A few shots from around the college using aperture to alter the depth of field

17mm, f2.8, 1/100 and 55mm, f2.8, 1/200

 17mm, f2.8, 1/125 and 17mm, f11, 1/4

17mm, f16, 1 second, and 17mm, f2.8, 1/60

Travellers Joy

Winter means journeys to work in a car, a dark city, movement and electric lights in bad weather. The camera on my mobile phone is not very controllable, and these are rather random snaps when I've been stuck in traffic. But they have an atmosphere that is accurate, and could maybe be used as part of something else.

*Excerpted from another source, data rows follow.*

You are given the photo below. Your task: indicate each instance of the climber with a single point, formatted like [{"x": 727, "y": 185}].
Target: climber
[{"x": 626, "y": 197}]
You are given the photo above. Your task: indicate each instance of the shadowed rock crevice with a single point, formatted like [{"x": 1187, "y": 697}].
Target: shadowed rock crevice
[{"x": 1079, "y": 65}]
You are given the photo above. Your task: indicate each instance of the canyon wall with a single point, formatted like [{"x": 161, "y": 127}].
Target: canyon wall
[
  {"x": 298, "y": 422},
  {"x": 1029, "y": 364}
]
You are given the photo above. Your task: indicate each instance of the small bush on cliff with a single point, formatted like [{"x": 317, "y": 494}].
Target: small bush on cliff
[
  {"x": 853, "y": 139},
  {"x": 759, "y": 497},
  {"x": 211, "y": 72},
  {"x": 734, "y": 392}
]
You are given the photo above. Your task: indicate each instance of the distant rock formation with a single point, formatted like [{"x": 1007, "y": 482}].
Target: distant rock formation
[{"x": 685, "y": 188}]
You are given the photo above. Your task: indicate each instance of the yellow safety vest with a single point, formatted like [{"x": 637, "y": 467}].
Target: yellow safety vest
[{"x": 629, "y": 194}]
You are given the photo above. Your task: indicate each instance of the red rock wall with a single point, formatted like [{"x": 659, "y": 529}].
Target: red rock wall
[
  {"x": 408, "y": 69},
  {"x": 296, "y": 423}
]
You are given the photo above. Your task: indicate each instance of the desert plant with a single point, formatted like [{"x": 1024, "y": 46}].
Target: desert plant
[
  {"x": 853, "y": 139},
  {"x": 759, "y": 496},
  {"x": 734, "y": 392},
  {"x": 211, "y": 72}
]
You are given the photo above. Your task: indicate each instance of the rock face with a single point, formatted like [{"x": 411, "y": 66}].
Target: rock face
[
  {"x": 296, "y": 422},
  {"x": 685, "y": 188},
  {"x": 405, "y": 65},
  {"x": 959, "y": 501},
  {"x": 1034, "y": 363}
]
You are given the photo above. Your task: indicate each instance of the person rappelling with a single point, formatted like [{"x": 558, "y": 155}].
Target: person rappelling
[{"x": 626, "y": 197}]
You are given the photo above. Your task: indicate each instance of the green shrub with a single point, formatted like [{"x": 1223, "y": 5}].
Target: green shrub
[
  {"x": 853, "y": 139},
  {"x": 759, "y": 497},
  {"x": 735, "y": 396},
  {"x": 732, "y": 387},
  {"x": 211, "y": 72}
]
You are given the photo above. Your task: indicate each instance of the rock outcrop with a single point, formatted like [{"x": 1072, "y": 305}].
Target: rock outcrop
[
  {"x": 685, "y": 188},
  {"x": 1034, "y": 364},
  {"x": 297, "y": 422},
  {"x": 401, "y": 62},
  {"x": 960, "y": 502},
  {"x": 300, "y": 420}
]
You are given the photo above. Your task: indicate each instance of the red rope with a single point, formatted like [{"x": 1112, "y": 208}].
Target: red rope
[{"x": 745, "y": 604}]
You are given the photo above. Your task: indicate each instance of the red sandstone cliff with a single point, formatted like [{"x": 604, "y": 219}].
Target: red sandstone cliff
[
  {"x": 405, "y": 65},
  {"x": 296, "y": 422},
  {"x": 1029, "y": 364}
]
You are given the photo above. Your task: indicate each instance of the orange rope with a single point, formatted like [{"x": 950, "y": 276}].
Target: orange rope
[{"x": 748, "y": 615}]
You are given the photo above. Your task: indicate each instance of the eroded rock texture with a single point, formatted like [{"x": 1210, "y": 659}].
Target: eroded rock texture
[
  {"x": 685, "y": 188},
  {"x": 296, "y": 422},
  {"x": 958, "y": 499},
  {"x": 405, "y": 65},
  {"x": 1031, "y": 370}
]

Wednesday, 13 February 2013

Manual exposure

I carried on experimenting with exposure, keeping the shutter speed static and simply working through the apertures one by one. This transforms even a simple shot.

The shots are all at 1/50 and show the effect of the different apertures of my usual lens on exposure: f2.8, 3.2, 3.5, 4.0, 4.5, 5.0, 5.6, 6.3, 7.1, 8.0, 9.0, 10, 11, 13, 14, 16, 18, 20 and 22.

I took more shots like this over the weekend of 2/3 Feb and enjoyed watching things dissolve in light and re-emege from darkness.

And the capacity of light and exposure to totally change the mood of a picture was very clear.